DataRobot had better luck with the American League, where they correctly predicted that the Astros and Yankees would face off in the championship series.
The brains behind the AI prediction, DataRobot general manager for sports and gaming Andrew Engel, told TechRepublic the prediction was a natural extension of the work they already do with major league sports teams.
“Data has proven to be very influential and valued throughout the sports world as seen with the US Open, Wimbledon, and March Madness. But, who’s to really know how the playoffs will go?” Engel said. “The models we’ve built through DataRobot give us a better idea of how teams will fare this season, but there’s still plenty of room for surprises. This is what makes the world of sports analytics so exciting.”
For this project, Engel ran more than 20 years of MLB data through DataRobot to see, which team would be most likely to win the World Series.
The company’s AI was able to figure out each playoff team’s Elo rating and built models to predict, which teams would win each game. Statisticians use Elo ratings to determine the skill level of players within a system. The statistic was originally created for chess but quickly became useful for baseball.

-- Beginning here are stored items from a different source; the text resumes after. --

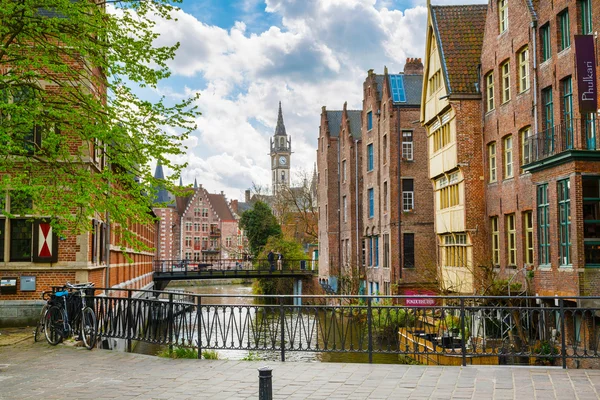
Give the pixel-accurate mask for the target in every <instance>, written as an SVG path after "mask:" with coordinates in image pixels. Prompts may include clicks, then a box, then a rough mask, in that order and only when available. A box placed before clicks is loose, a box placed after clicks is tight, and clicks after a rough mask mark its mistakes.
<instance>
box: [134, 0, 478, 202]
mask: <svg viewBox="0 0 600 400" xmlns="http://www.w3.org/2000/svg"><path fill="white" fill-rule="evenodd" d="M481 2H482V1H481V0H468V1H462V2H459V3H481ZM433 3H434V4H456V1H454V0H452V1H444V0H438V1H434V2H433ZM425 6H426V1H425V0H229V1H228V0H184V1H183V4H181V5H180V7H181V10H180V11H179V12H177V14H176V17H177V19H178V20H177V21H174V20H171V21H158V23H157V25H156V27H155V29H156V30H157V31H158V32H159V33H160V34H161V37H160V39H159V42H160V44H166V43H169V44H172V43H175V42H180V43H181V47H180V49H179V50H178V53H177V56H176V57H175V59H174V60H173V61H172V62H171V63H170V64H169V66H170V67H171V70H172V76H171V77H170V78H169V79H168V80H165V81H164V82H162V84H161V85H160V86H159V89H158V92H159V93H146V95H147V96H149V97H154V96H157V95H158V94H162V95H165V96H167V97H172V98H174V99H176V98H180V97H181V96H186V95H190V93H194V92H199V93H200V98H199V100H198V107H199V109H200V111H201V112H202V116H200V117H199V118H198V120H197V124H198V129H197V131H195V132H194V133H193V134H192V135H191V137H190V139H189V140H188V142H187V143H186V145H187V146H188V152H187V154H186V156H184V157H180V158H179V159H176V160H175V161H178V162H187V163H188V168H187V169H186V170H185V171H184V172H183V174H182V176H183V181H184V183H186V184H189V183H193V181H194V179H197V180H198V183H199V184H202V185H204V187H206V188H207V189H208V190H209V191H210V192H212V193H215V192H221V191H224V192H225V193H226V194H227V197H228V198H230V199H232V198H233V199H235V198H238V199H243V192H244V190H245V189H248V188H251V187H252V186H254V185H256V186H259V187H262V188H268V186H269V185H270V176H271V171H270V159H269V156H268V154H267V153H268V151H269V138H270V137H271V136H272V135H273V133H274V129H275V123H276V121H277V107H278V102H279V101H281V102H282V107H283V117H284V121H285V125H286V129H287V133H288V135H291V137H292V150H293V154H292V158H291V167H292V181H294V180H296V181H298V180H301V179H302V177H303V176H304V175H305V174H309V175H310V174H312V170H313V165H314V163H315V159H316V142H317V138H318V132H319V118H320V112H321V107H322V106H327V109H330V110H334V109H341V108H342V106H343V104H344V102H345V101H347V102H348V107H349V108H350V109H359V108H360V107H361V101H362V83H363V82H364V80H365V78H366V76H367V71H368V70H369V69H371V68H372V69H374V70H375V72H377V73H381V72H382V71H383V67H384V66H387V67H388V69H389V70H390V72H399V71H402V68H403V66H404V62H405V61H406V58H408V57H420V58H423V59H424V55H423V51H424V42H425V26H426V16H427V12H426V8H425Z"/></svg>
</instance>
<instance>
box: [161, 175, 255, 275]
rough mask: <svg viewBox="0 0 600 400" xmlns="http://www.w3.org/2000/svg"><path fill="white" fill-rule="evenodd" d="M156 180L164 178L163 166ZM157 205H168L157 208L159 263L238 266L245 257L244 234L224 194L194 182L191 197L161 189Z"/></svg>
mask: <svg viewBox="0 0 600 400" xmlns="http://www.w3.org/2000/svg"><path fill="white" fill-rule="evenodd" d="M155 177H156V178H161V177H162V178H161V179H164V173H163V170H162V166H161V165H160V164H159V165H157V166H156V171H155ZM180 186H183V185H182V182H180ZM158 202H160V203H164V204H166V206H165V207H156V208H154V212H155V214H156V215H157V216H158V217H159V220H160V222H159V227H160V228H159V241H158V251H157V253H158V254H157V257H158V259H159V260H190V261H192V262H210V261H216V260H231V261H232V262H234V263H235V261H238V260H241V259H242V258H243V254H244V238H243V233H242V232H241V231H240V229H239V227H238V217H237V215H236V214H235V213H234V211H233V210H232V209H231V208H230V205H229V204H228V202H227V199H226V197H225V195H224V194H223V192H221V193H220V194H212V193H209V192H208V191H207V190H206V189H204V188H203V187H202V185H198V184H197V182H194V187H193V188H192V189H191V193H190V194H189V195H188V196H181V197H175V196H173V195H172V194H170V193H168V192H167V191H166V190H164V189H161V190H159V191H158V196H157V203H158Z"/></svg>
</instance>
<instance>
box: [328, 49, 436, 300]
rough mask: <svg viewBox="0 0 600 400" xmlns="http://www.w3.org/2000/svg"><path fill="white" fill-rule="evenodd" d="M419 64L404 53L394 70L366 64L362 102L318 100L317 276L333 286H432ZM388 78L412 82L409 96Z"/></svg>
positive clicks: (431, 195)
mask: <svg viewBox="0 0 600 400" xmlns="http://www.w3.org/2000/svg"><path fill="white" fill-rule="evenodd" d="M422 71H423V66H422V64H421V61H420V60H417V59H409V60H407V64H406V67H405V72H404V74H398V75H394V76H393V78H390V76H389V75H388V73H387V71H385V73H384V74H383V75H376V74H374V73H373V71H369V73H368V76H367V79H366V80H365V82H364V84H363V107H362V110H347V108H346V105H344V107H343V109H342V110H341V111H327V110H326V109H325V108H323V112H322V114H321V127H320V134H319V142H318V149H317V170H318V189H317V191H318V206H319V252H320V261H319V277H320V279H321V280H324V281H326V282H328V284H329V285H330V286H332V288H333V289H334V291H336V292H338V293H354V294H356V293H357V292H360V293H373V294H375V293H380V294H384V295H390V294H398V293H399V294H402V293H404V290H430V289H435V287H436V283H435V281H436V273H435V271H436V265H435V235H434V233H433V195H432V189H431V183H430V181H429V179H428V176H427V156H426V152H427V137H426V134H425V131H424V129H423V128H422V127H421V126H420V125H419V124H415V123H414V122H415V121H416V120H418V116H419V102H420V95H419V94H416V95H415V92H420V90H421V85H422ZM390 79H397V80H399V81H400V83H397V82H394V83H391V81H390ZM404 82H406V83H404ZM392 84H393V85H404V84H405V85H409V86H410V90H409V93H410V96H412V97H410V98H409V99H408V101H407V99H406V98H402V99H400V98H394V97H393V96H392V91H391V85H392ZM394 87H396V86H394ZM415 88H416V90H415ZM402 91H403V94H404V89H402ZM403 152H404V153H403ZM403 157H404V158H403ZM405 180H406V182H405ZM403 188H405V190H403ZM409 239H410V240H409ZM405 240H406V243H405Z"/></svg>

In addition to Elo, Engel also used widely used baseball statistics like OPS+, WAR (by position), RAA, and others.
“DataRobot is an automated machine learning platform. So I can feed all of those historical games into DataRobot and churn through 70 different models and try to find the one that does the best job of predicting who can win a given game,” he said. “When you have that, you can create a model.”
Once Engel and his team created the kind of model that they thought produced accurate results, they played the simulation 100,000 times and tabulated how often each team won the World Series.
DataRobot already does a lot of work with individual teams and sports leagues like the MLB, NBA, and NHL, so this was a natural extension of what its AI usually tackles. The company helps teams in a variety of ways, ranging from predictions on young players to deeper understandings of fan behavior.
“DataRobot is a company that enables other companies to harness the power of AI by providing an enterprise AI software platform and services as a strategic advisor to drive AI adoption across business,” Engel said. “Part of why I made this is because I’m a sports fan and huge baseball fan. Historically, baseball is incredibly analytically driven. The use of data in the sport has been heavy since the beginning, so it was only fitting to use it now that we have tools to ingest lots of data.”
As with most predictions, it’s not perfect. Engel said the prediction can’t take into account things like home field advantage, pitching lineups, injuries, and star performances. After each round, he plans to redo the simulation to see who comes out on top.
And he will definitely need to redo his prediction considering the upsets that occurred this week.